The Fed bailout of Bear Stearns on March 17 was motivated, in part, by a desire to keep that sword from falling, says Joseph Mason, a former U.S. Treasury Department economist….
“The Fed’s fear was that they didn’t adequately monitor counterparty risk in credit-default swaps — so they had no idea of where to lend nor where significant lumpy exposures may lie,” he says.
Those counterparties include none other than JPMorgan itself, the largest seller and buyer of CDSs known to the Office of the Comptroller of the Currency, or OCC.

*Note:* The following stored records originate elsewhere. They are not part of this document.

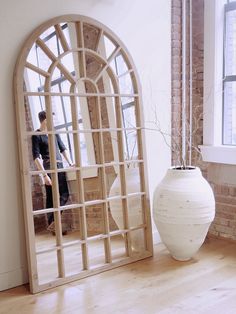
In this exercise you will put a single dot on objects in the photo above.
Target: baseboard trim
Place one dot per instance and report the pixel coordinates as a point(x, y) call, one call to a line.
point(13, 278)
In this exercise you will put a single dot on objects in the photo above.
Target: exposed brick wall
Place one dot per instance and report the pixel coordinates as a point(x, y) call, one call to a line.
point(224, 225)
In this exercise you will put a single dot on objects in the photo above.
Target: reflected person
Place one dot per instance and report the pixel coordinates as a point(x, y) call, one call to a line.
point(40, 151)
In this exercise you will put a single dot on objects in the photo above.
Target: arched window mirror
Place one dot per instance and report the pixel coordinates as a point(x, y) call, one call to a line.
point(79, 122)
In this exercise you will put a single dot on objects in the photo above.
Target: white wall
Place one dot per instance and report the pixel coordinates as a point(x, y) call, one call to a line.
point(144, 27)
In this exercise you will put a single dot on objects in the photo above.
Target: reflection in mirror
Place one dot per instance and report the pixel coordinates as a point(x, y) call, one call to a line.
point(82, 153)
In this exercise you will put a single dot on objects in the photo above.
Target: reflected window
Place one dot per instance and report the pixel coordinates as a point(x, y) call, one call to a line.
point(59, 84)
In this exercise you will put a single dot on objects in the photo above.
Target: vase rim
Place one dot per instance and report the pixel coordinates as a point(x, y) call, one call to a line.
point(187, 168)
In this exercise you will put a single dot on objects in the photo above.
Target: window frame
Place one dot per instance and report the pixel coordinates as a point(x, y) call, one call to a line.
point(212, 149)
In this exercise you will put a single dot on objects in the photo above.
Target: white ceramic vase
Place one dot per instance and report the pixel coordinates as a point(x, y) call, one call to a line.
point(183, 209)
point(135, 210)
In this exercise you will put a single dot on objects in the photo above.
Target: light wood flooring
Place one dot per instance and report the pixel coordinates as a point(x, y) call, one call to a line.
point(206, 284)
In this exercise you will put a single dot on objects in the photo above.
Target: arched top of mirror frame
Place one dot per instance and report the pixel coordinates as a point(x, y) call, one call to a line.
point(80, 22)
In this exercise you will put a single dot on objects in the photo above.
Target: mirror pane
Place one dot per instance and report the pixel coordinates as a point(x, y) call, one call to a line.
point(47, 267)
point(96, 253)
point(118, 251)
point(73, 259)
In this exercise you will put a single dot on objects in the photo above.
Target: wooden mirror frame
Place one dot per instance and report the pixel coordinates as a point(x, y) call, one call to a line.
point(19, 96)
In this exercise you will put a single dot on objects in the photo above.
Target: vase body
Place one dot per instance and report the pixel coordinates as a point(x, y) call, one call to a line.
point(183, 209)
point(134, 207)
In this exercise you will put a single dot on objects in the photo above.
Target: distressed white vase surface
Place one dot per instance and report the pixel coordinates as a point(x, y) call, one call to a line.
point(134, 207)
point(183, 209)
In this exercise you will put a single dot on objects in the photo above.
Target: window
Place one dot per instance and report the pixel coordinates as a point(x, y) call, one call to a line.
point(229, 75)
point(219, 83)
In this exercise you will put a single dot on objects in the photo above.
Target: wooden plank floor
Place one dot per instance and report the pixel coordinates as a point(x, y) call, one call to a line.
point(206, 284)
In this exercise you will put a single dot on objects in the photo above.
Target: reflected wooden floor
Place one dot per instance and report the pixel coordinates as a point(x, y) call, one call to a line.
point(47, 262)
point(206, 284)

Note that Fed only has access to regulated bank CDS exposures, but not that of investment banks or hedge funds, both of which are significant protection writers. Hedge funds, for instance, are estimated to have written 31% in CDS protection. Back to Bloomberg:
The credit-default-swap market has been untested until now because there’s been a steady decline in global default rates in high-yield debt since 2002. The default rate in January 2002, when the swap market was valued at $1.5 trillion, was 10.7 percent, according to Moody’s Investors Service.
Since then, defaults globally have dropped to 1.5 percent, as of March. The rating companies say the tide is turning on defaults.

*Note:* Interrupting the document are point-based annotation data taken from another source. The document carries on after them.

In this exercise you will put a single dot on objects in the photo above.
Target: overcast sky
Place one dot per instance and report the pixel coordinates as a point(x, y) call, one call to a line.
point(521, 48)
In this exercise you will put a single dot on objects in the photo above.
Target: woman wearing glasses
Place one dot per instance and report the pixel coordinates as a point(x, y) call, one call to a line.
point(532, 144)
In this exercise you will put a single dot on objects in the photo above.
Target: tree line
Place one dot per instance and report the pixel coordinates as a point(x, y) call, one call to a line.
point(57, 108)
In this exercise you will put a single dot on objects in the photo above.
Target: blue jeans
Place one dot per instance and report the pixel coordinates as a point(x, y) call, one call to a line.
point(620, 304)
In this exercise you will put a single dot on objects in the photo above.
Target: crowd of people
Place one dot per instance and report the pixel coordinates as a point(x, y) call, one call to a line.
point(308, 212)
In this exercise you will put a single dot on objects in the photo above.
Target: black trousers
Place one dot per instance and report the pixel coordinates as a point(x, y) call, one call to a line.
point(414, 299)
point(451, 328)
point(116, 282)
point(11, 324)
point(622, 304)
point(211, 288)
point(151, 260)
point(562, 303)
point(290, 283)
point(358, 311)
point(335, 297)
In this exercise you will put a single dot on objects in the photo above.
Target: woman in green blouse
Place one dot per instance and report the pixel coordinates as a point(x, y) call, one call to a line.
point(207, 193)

Fitch Ratings reported in July 2007 that 40 percent of CDS protection sold worldwide is on companies or securities that are rated below investment grade, up from 8 percent in 2002….
A surge in corporate defaults may leave swap buyers scrambling, many unsuccessfully, to collect hundreds of billions of dollars from their counterparties, says Satyajit Das, a former Citigroup derivatives trader….

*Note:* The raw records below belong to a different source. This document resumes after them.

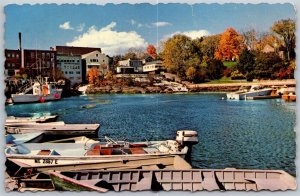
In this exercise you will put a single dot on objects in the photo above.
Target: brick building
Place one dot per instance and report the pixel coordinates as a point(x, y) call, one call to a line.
point(12, 62)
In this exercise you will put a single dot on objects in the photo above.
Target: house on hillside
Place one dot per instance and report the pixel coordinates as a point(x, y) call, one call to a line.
point(97, 60)
point(130, 66)
point(154, 67)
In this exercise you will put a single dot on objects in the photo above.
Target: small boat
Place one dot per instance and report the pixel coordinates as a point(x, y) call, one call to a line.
point(254, 91)
point(173, 180)
point(58, 155)
point(54, 129)
point(12, 139)
point(289, 97)
point(39, 91)
point(39, 119)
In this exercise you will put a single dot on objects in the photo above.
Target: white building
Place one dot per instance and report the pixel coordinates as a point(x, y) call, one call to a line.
point(130, 66)
point(96, 59)
point(71, 67)
point(154, 66)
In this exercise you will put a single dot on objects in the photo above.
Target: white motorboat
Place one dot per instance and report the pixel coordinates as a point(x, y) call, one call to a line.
point(89, 154)
point(255, 90)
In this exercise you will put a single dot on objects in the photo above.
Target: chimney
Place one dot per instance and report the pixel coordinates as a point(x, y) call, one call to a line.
point(20, 41)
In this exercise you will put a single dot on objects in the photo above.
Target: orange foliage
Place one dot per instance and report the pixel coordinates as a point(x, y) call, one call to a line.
point(230, 45)
point(93, 75)
point(151, 50)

“This is going to complicate the financial crisis,” Das says. He expects numerous disputes and lawsuits, as protection buyers battle sellers over the technical definition of default – - this requires proving which bond or loan holders weren’t paid — and the amount of payments due.
“It’s going to become extremely messy,” he says. “I’m really scared this is going to freeze up the financial system.”
Andrea Cicione, a London-based senior credit strategist at BNP Paribas SA, has researched counterparty risk and says it’s only a matter of time before the sword begins falling. He says the crisis will likely start with hedge funds that will be unable to pay banks for contracts tied to at least $35 billion in defaults.
“That’s a very conservative estimate,” he says, adding that his study finds that losses resulting from hedge funds that can’t pay their counterparties for defaults could exceed $150 billion…..
Cicione says banks will try to pre-empt this default disaster by demanding hedge funds put up more collateral for potential losses. That may not work, he says. Many of the funds won’t have the cash to meet the banks’ requests, he says.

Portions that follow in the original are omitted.